To test boot time we optimize the BIOS menu by setting the hard drive and other delays set to minimum, taking care not to disable common functionality like USB support, POST messages, etc. and measure the time it takes to reach the Windows loading screen (we stop here because this is the point where the O/S drive speed becomes a factor).
The boot process on the F2A75M-D3H is fairly fast, hitting the Windows loading screen in about 12 seconds.

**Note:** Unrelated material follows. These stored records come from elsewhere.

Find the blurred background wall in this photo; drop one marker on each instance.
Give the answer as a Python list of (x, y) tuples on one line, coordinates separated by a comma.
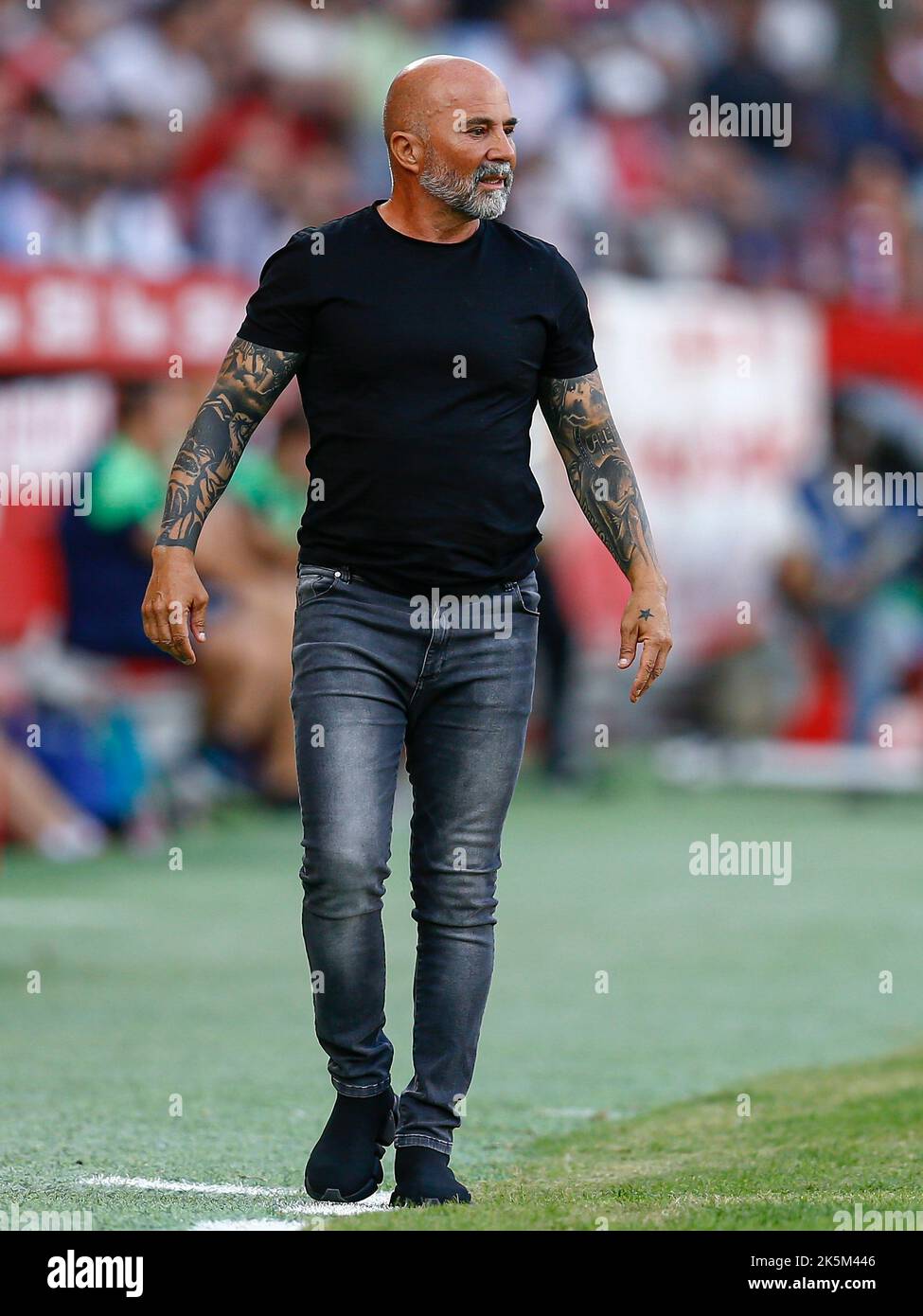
[(758, 313)]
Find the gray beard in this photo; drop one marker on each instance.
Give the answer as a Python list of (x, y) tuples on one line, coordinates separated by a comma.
[(462, 194)]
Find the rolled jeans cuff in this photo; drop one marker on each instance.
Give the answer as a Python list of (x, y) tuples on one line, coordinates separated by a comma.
[(361, 1089), (423, 1140)]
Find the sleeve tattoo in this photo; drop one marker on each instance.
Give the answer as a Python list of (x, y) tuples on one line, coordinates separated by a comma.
[(248, 383), (600, 475)]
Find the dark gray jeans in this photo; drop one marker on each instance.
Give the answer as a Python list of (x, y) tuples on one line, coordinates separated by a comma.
[(451, 678)]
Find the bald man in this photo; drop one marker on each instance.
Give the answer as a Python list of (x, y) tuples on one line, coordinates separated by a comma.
[(421, 333)]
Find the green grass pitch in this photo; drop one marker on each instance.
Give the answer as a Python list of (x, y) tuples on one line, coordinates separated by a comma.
[(632, 1005)]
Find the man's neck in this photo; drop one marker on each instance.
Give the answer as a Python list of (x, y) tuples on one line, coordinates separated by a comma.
[(428, 222)]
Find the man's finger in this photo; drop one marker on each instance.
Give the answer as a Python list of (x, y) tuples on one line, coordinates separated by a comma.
[(199, 610), (629, 644), (179, 643), (159, 624), (646, 668), (652, 667)]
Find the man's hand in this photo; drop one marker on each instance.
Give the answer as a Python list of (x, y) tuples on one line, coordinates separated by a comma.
[(646, 621), (174, 595)]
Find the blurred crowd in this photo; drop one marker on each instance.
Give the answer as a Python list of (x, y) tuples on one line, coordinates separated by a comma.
[(155, 133), (159, 134)]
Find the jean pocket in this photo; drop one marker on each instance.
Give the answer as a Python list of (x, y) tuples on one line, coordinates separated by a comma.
[(315, 582), (527, 591)]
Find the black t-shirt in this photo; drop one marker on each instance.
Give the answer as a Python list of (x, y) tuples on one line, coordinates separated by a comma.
[(418, 385)]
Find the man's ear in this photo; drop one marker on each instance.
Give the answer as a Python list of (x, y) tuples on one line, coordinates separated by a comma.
[(407, 151)]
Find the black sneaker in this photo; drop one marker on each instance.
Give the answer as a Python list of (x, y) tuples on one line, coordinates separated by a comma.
[(423, 1178), (346, 1161)]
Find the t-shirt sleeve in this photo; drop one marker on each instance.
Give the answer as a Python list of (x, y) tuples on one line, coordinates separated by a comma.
[(569, 349), (278, 314)]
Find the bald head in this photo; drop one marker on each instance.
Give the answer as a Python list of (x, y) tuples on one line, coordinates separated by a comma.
[(449, 129), (434, 86)]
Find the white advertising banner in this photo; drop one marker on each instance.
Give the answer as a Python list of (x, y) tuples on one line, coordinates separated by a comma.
[(720, 399)]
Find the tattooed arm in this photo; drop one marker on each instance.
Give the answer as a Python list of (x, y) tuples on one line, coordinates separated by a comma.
[(248, 383), (603, 483)]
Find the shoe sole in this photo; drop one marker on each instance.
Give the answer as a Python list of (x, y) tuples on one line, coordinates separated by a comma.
[(367, 1188), (397, 1200)]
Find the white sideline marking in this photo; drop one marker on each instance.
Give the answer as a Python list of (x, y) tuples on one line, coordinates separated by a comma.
[(246, 1224), (222, 1190), (377, 1201)]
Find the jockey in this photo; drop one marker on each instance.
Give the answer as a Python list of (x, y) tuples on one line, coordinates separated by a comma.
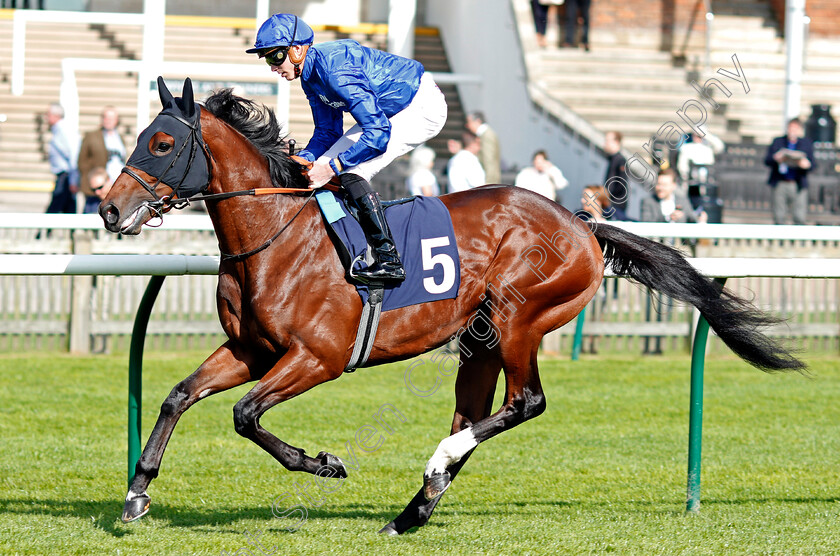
[(395, 104)]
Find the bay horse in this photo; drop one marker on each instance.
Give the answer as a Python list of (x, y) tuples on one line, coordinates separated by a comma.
[(526, 264)]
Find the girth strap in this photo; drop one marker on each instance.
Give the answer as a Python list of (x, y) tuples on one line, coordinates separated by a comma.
[(368, 324)]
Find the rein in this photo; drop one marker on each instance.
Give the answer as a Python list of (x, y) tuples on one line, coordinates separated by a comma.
[(240, 256), (159, 205)]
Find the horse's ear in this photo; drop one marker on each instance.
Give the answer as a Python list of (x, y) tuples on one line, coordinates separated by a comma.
[(187, 99), (166, 98)]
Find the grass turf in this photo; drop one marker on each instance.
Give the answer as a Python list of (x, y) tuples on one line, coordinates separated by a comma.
[(603, 470)]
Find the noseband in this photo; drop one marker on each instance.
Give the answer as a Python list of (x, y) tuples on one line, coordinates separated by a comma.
[(159, 205)]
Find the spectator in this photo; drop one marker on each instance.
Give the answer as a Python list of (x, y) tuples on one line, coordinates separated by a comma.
[(616, 179), (790, 158), (421, 180), (464, 169), (697, 151), (542, 177), (63, 153), (103, 148), (573, 8), (489, 154), (541, 9), (667, 203), (597, 205)]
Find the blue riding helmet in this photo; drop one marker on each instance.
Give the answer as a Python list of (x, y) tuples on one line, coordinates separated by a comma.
[(281, 30)]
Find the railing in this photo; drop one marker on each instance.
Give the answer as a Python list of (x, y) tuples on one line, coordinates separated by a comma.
[(160, 266)]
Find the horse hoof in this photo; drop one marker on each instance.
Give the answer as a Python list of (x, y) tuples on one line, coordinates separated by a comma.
[(390, 530), (435, 485), (329, 460), (136, 507)]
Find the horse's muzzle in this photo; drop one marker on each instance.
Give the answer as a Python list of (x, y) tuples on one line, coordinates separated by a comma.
[(111, 216)]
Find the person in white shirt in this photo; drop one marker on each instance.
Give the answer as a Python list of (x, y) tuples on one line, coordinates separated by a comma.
[(421, 180), (542, 177), (699, 151), (464, 169), (63, 153)]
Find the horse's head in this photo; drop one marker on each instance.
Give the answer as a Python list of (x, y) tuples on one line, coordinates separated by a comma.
[(171, 161)]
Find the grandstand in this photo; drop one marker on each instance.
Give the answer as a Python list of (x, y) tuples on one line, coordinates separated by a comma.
[(636, 76)]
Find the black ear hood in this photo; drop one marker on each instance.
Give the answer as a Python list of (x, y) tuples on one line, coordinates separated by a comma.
[(185, 168)]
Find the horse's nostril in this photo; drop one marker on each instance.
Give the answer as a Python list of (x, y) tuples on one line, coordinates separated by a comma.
[(110, 213)]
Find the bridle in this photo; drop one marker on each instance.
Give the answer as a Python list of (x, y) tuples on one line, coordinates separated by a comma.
[(160, 205)]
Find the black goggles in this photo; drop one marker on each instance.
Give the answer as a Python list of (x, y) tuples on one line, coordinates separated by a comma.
[(277, 56)]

Storage Subsystem Performance
To test storage subsystems we use CrystalDiskMark (1000 MB setting with 0x00 fill test data) and a Kingston HyperX 3K 120GB solid state drive. The drive is connected to an external dock for eSATA and USB 3.0 benchmarking (limited to 3 Gbps and 5 Gbps respectively unfortunately).
As A85X chipset is only a minor update of the A75 chipset, the speed of the Gigabyte F2A75M-D3H's native AMD controller was very similar to that of the ASUS F2A85-M Pro.
Strangely we saw a significant disparity in USB 3.0 performance between the two FM2 boards, with the Gigabyte model delivering a good 30~40% improvement in both sequential and random 512K reads and writes against the ASUS board with its USB 3.0 Boost feature enabled. We cannot account for this discrepancy.